Een leven lang leren is voor iedereen belangrijk. Inzicht in eigen kunnen en zelfreflectie vormen hiervoor de basis. Een assessment is een ijkpunt waaraan de kandidaat kan aflezen welke nieuwe uitdagingen in het verschiet liggen. Het geeft de kandidaat realiteitszin en een perspectief om aan zichzelf te werken.
Can I say “gebakken lucht”? Holy crap, waar halen ze die taal toch vandaan? Zoals Woody Allen het zo voortreffelijk verwoorde in de film ‘Melinda & Melinda’:
Susan: “I wish we could afford a place in the Hamptons. Everybody who is anybody has one.”
Hobie: “Yeah, but if you’re somebody who’s nobody, it’s no fun to be around anybody who’s everybody.”
Als medewerker van de afdeling Automatisering en informatievoorziening vertaal je werkprocessen naar automatiseringsoplossingen zodat informatie op de juiste manier beschikbaar wordt. Op basis hiervan genereer je sturings- en managementinformatie om onze werkprocessen in de lijn te optimaliseren.
Eehm, right… En wat was nu precies de bedoeling? Verdwaald in de vreemde hokjesgeest van deze lieden raak ik er alsmaar meer van overtuigd dat die mensen echt helemaal gek geworden zijn. Ontspoord in een keurslijf, het gareel. Van die lui die bij elk rood stoplicht stil gaan staan, ook als ze ver vantevoren al wijd overzicht hebben en zien dat er geen ander verkeer te bekennen is. En er zelf nog in lijken te geloven ook. Zo hopen ze ongetwijfeld zelfs het universum “in de lijn te optimaliseren op basis van gegenereerde sturings- en managementinformatie”.

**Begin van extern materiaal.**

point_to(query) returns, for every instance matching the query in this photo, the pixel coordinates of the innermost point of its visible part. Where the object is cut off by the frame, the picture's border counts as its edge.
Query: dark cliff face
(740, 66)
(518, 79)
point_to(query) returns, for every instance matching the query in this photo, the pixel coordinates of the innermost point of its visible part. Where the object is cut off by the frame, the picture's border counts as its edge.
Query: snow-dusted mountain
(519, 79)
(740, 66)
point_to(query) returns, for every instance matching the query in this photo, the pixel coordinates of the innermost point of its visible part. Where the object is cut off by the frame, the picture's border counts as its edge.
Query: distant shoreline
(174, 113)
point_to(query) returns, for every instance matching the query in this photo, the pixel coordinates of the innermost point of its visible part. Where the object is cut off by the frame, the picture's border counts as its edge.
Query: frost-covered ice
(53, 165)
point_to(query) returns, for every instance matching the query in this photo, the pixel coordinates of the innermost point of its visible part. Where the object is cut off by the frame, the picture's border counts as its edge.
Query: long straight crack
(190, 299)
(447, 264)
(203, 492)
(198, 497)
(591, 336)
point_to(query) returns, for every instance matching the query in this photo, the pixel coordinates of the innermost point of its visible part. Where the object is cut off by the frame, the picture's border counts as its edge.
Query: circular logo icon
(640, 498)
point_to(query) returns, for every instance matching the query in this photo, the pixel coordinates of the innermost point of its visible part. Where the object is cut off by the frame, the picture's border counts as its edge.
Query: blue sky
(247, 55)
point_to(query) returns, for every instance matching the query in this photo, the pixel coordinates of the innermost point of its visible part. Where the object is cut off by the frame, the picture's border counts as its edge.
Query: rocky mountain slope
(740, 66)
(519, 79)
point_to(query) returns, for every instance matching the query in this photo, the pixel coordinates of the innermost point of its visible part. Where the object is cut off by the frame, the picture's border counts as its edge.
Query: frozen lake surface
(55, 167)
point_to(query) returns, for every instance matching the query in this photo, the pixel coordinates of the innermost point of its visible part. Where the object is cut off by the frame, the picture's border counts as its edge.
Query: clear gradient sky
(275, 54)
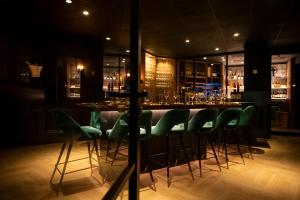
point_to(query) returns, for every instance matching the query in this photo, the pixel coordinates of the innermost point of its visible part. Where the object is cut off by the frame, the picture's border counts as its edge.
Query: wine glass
(166, 95)
(176, 96)
(192, 96)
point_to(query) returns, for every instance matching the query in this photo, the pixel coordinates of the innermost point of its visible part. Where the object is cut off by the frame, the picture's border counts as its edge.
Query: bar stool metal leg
(64, 168)
(186, 155)
(168, 162)
(57, 162)
(213, 148)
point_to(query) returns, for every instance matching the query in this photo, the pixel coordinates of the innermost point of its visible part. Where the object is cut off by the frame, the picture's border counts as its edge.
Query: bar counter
(121, 106)
(110, 111)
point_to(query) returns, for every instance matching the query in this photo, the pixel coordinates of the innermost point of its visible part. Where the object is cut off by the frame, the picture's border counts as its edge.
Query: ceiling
(165, 24)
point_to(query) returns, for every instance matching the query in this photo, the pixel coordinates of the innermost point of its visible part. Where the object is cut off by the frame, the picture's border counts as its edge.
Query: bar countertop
(119, 106)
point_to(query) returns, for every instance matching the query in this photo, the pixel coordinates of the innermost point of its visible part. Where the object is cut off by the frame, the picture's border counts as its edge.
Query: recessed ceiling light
(85, 12)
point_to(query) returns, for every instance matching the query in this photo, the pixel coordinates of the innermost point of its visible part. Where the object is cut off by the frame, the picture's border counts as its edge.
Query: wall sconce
(80, 67)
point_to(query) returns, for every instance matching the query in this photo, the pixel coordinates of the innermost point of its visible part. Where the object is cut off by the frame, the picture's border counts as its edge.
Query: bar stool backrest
(246, 116)
(170, 119)
(228, 115)
(69, 128)
(146, 121)
(120, 128)
(201, 117)
(95, 120)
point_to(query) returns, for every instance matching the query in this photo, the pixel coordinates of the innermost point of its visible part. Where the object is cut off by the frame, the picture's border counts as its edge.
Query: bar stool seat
(172, 124)
(226, 125)
(71, 132)
(203, 123)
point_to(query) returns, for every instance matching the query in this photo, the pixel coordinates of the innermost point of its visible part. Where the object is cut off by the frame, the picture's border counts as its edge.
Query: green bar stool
(203, 123)
(120, 131)
(166, 127)
(117, 133)
(71, 132)
(226, 125)
(92, 130)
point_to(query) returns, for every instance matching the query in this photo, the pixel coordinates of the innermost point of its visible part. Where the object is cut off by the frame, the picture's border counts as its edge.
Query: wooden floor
(274, 174)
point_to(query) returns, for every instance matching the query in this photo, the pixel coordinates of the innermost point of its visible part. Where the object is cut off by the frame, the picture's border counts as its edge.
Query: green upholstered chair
(117, 133)
(244, 124)
(71, 132)
(226, 125)
(203, 123)
(120, 131)
(166, 127)
(92, 129)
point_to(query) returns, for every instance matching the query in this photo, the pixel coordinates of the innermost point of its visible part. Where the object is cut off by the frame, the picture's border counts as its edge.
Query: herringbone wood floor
(274, 174)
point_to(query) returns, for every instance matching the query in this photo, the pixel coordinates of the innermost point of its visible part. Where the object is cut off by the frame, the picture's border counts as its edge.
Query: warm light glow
(85, 12)
(80, 67)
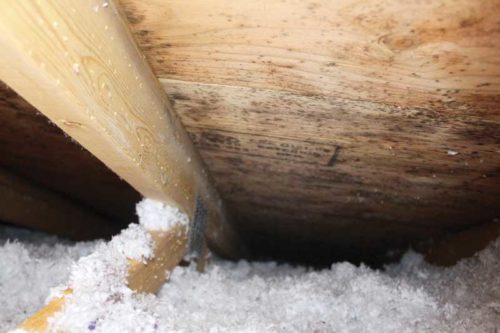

Afgelopen dagen even wat rust geprobeerd te houden, want ik kon amper bewegen door de pijn in mijn onderrug. Doet al pijn als ik hoest of nies. Niet helemaal in de haak. Maar het gaat langzaam weer beter, merk ik. Een mens duikt al gauw in zijn verleden, op zoek naar mogelijke oorzaken. Of die rug soms ergens door kapot kan zijn gegaan. Zou best kunnen. Al moet mijn rug ongelooflijk sterk zijn, ik heb mij fysiek vaak veel te zwaar belast. Vraag me af wat dat is in mensen, dat ze zich soms in vol bewustzijn kunnen vernielen, hun fysieke grenzen lijken te willen trotseren. Weet nog dat ik ooit een podium in mijn uppie heb opgebouwd ergens. Echt iets wat je beslist niet in je uppie moest doen, maar niemand kon me helpen, en ik had geen zin het werk te delen met die rot-collega die ik niet mocht. Ik dacht in mijn eeuwig jeugdige zelf-overschatting eigenlijk “ach, dat lukt me beter alleen”, dus ik had die taak toegezegd “wel even” te volbrengen. Het toeval wilde echter dat ik de ochtend van de middag waarop ik dat podium op moest bouwen door mijn rug was gegaan. Een loeizwaar podium opbouwen zonder mijn rug een gram teveel te willen belasten, doe het me maar eens na. Heb toen echt bergen verzet, zoals dat heet, qua pijngrens..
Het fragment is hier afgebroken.